Described as a quiet, kind and diligent man, Kenny loved and was loved by his home village, dedicating much of his later life to keeping the area trim and neat, and to sharing his knowledge and affection for the place with visitors and fellow-residents alike.
He took to himself responsibility over many years for renewing the gleaming white paint of the seafront and pier walls, for strimming and mowing the grass and for keeping the village litter-free.
Son Iain Eric said: “He was always there with the pot of paint, the strimmer or the mower. He had a sense of duty, was a diligent worker and was very proud of his village.
“He used to go to the pier to meet visitors, but he was never a gossip, was always respectful and never imposed his views on anyone.”
Born at 19 Burnside, Portnaguran, one of five children of John Macdonald and Isabella Campbell, Kenny left home at 16 to join the Merchant Navy. He travelled to ports all over the world, before returning home to marry Mary Ann Campbell of 11 Portnaguran and settle on her family croft.
After his marriage he worked as a welder and labourer at Arnish and later went offshore to work on a diver support vessel. With two sons, Murdo and Iain Eric, to support, he also had his own boat, the Seeker, at Portnaguran harbour and would fish and put out creels in Broad Bay.
Neighbour and brother-in-law Murdo Campbell said: “Once he was home from the Merchant Navy he felt, having travelled the world as a seaman, that he was perfectly happy just to be here.

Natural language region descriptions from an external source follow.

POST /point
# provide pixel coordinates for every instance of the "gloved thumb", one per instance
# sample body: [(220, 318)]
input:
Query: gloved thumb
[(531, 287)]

“He was keen to support local initiatives, so he would go to Buth an Rubha once a week, to the community café at Aird and he would always be the first at the Young at Heart club, setting up the tables and getting the hall ready. Otherwise he would make a weekly trip to Stornoway for shopping and that was it.”
The maintenance and well-being of his village was extremely important to him, and he was one of a locally-convened committee which worked hard to enhance the surroundings in their corner of Lewis.

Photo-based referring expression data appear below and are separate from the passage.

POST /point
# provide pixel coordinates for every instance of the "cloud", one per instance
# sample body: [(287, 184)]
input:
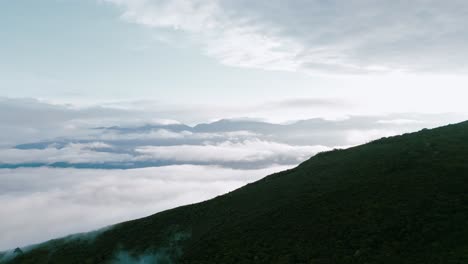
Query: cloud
[(225, 152), (72, 200), (356, 36)]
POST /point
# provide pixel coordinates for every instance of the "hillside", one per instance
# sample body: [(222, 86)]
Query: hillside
[(402, 199)]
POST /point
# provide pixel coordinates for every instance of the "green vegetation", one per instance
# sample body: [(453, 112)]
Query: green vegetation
[(396, 200)]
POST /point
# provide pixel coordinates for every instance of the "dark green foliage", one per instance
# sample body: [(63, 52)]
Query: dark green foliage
[(396, 200)]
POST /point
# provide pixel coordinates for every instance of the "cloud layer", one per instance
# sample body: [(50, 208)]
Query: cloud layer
[(355, 36), (85, 168), (44, 203)]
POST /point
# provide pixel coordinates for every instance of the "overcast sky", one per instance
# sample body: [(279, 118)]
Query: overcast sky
[(108, 104)]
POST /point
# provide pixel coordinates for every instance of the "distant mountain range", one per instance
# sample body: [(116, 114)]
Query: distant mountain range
[(401, 199)]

Murdo said: “We had a lovely committee of like-minded people and we created a picnic area and a walk around the village. In fact one of Kenny’s old fishing boats, the Isabella, became the focal point of the picnic site opposite the pier.
“While he wasn’t outspoken in meetings, he was a do-er, a grafter in the village. The work on keeping the village neat and tidy just started – he was never asked to do it, he just took it on.
“If there was anything to do he quietly got on with it. Others on the committee would arrange funding and he was more than happy to do the manual work.
“All spring and summer he was out painting and we would pick up litter and mess left by people having picnics or camping at the pier. He loved Portnaguran and he didn’t want anybody to mess it up.”
Visitors who stopped there or at the pier would often find themselves greeted by Kenniman, who would answer their questions.
Murdo said: “People would come to admire the view or to sit at the pier and he would go out to talk to them – visitors from all over the place who wanted to know about the village he loved.
“People would say to him ‘this is one of the most beautiful places in the island’ and he would come and tell us where they had come from and what they had said.
“He wasn’t a guy to blow his own trumpet, but it is beautiful, and he helped to keep it that way.”
Kenny leaves sons Murdo and Iain Eric, grandsons Munro and Finlay and sister Marann Morrison. His wife Mary Ann passed away in 2009. He is also mourned by a large circle of friends and neighbours, especially by his close and supportive circle at croft 11, brother- and sister-in-law Murdo and Fiona Campbell and neighbour Iain Thormoid Maclean.
Son Iain Eric said: “They were good friends and neighbours and always ready for a cèilidh. They kept each other going and they will miss him very much.”
The picture shows Kenny on a memorial bench to an old schoolfriend, overlooking Portnaguran, and the attractive effect of the white-painted walls of his village (Sandie Maciver/SandiePhotos).
(This article has been updated and corrected since first being published.)